PABannier / bark.cpp

Suno AI's Bark model in C/C++ for fast text-to-speech
MIT License
630 stars 48 forks source link

example : add WASM example #155

Closed PABannier closed 2 months ago

PABannier commented 2 months ago

Close #154

PABannier commented 2 months ago

The forward pass is taking a very long time. The generation speed to generate a token for Bark-small is 10x longer than when compiled in C++ (5ms vs. 65ms for the semantic encoder for instance). I passed the -O3 flag when compiling with Emscripten. I expected the WASM version to be slower than C++, but not by a factor of 10/20x.

@ggerganov Have you observed something similar with Whisper? Would you happen to have any ideas on speeding up the inference pass?
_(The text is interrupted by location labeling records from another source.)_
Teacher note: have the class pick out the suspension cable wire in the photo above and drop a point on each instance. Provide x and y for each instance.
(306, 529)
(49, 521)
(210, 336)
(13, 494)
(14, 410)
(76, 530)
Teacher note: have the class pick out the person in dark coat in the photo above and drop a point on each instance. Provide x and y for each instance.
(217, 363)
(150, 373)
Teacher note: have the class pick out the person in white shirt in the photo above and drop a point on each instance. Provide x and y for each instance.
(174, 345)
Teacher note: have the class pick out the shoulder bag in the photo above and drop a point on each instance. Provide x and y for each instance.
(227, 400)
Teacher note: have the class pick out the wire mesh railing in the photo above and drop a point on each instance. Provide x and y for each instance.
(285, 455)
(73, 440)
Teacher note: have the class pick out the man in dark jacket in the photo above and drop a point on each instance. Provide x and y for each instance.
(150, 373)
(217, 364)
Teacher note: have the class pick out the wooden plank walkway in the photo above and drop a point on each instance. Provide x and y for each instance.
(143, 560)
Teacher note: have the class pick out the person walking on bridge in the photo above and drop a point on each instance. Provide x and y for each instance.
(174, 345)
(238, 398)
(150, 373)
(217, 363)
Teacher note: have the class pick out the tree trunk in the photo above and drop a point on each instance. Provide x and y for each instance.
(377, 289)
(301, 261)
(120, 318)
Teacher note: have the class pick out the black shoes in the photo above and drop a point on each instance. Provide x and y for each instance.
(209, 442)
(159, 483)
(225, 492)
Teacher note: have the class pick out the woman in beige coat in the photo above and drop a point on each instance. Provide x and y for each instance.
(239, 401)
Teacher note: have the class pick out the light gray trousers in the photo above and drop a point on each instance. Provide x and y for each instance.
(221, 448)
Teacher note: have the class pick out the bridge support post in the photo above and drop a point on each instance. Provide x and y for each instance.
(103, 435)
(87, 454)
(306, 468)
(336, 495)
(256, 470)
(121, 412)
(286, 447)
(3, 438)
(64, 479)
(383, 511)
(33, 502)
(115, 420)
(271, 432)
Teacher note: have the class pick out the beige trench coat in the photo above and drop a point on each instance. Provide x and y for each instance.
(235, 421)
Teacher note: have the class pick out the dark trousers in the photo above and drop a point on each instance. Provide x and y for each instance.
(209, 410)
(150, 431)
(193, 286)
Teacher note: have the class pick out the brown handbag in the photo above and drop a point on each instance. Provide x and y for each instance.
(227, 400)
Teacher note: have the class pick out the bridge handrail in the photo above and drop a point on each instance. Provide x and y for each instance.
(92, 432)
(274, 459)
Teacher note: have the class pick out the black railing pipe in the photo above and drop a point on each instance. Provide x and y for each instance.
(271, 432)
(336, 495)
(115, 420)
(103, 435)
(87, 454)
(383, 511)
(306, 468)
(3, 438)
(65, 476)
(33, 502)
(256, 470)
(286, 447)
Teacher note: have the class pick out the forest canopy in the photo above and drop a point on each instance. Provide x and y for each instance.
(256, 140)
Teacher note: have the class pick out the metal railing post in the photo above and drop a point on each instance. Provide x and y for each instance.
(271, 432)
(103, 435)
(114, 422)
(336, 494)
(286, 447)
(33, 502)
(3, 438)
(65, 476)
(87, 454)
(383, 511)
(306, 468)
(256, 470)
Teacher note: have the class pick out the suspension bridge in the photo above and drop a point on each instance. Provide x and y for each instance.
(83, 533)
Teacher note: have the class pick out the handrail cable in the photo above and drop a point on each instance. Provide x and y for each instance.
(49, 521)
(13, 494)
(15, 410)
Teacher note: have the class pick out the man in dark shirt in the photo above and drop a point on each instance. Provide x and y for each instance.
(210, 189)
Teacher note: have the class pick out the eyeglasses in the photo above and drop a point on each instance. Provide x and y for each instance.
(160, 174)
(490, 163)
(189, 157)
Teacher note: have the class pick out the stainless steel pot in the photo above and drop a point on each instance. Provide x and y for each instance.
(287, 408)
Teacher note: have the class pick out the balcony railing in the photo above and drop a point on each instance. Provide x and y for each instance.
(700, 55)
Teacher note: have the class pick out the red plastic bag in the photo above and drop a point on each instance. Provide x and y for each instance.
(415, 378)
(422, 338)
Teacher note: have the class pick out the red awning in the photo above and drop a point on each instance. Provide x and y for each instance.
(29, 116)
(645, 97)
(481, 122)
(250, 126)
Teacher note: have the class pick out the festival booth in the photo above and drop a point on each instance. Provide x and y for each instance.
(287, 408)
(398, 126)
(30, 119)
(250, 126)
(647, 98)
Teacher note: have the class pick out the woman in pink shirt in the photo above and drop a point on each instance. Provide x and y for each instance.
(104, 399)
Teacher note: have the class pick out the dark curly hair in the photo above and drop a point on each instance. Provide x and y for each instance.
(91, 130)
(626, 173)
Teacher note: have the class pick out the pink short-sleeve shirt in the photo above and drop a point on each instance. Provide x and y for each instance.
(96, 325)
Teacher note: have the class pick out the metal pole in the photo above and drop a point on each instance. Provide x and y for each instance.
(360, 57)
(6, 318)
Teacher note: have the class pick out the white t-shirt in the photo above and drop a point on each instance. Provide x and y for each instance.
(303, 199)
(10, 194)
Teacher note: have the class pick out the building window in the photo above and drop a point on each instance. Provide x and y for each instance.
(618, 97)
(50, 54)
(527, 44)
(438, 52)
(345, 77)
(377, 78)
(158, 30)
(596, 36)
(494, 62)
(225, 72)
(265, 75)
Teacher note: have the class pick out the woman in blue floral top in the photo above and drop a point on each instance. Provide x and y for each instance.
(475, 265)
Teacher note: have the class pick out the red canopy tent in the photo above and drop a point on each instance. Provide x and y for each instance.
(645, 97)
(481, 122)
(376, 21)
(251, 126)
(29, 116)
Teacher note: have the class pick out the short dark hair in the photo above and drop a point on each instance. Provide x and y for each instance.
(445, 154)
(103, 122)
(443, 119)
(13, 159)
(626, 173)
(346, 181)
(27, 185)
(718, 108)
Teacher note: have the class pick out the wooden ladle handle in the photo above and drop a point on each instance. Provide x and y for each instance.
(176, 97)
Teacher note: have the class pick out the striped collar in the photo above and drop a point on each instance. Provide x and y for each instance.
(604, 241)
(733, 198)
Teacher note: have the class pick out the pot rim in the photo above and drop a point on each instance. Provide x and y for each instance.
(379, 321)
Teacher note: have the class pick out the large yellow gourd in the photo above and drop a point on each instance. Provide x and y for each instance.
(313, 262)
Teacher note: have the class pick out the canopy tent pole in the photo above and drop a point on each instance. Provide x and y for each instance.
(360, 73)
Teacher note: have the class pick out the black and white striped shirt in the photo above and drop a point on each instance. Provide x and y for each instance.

ggerganov commented 2 months ago

There are WASM_SIMD implementations only for the matrix multiplication op. If there are other ops in Bark that require significant compute, they might become bottleneck when using WASM

Overall, WASM performance is not great. For example, I compare whisper small encoder on my M1 Pro, using only CPU (i.e. without Metal and without Accelerate CBLAS) and the C++ version is 10x faster than the web-version:

WHISPER_NO_METAL=1 WHISPER_NO_ACCELERATE=1 make -j
./bench -m models/ggml-small.bin -t 8

whisper_print_timings:   encode time =  1255.23 ms /     1 runs ( 1255.23 ms per run)

The web-version is here: https://whisper.ggerganov.com/bench/

whisper_print_timings:   encode time = 13947.06 ms /     1 runs (13947.06 ms per run)
PABannier commented 2 months ago

@ggerganov Understood. So using Bark with WASM is probably not the right idea as the model is still very computationally intensive. I'll focus on supporting Metal and cuBLAS then. Thanks!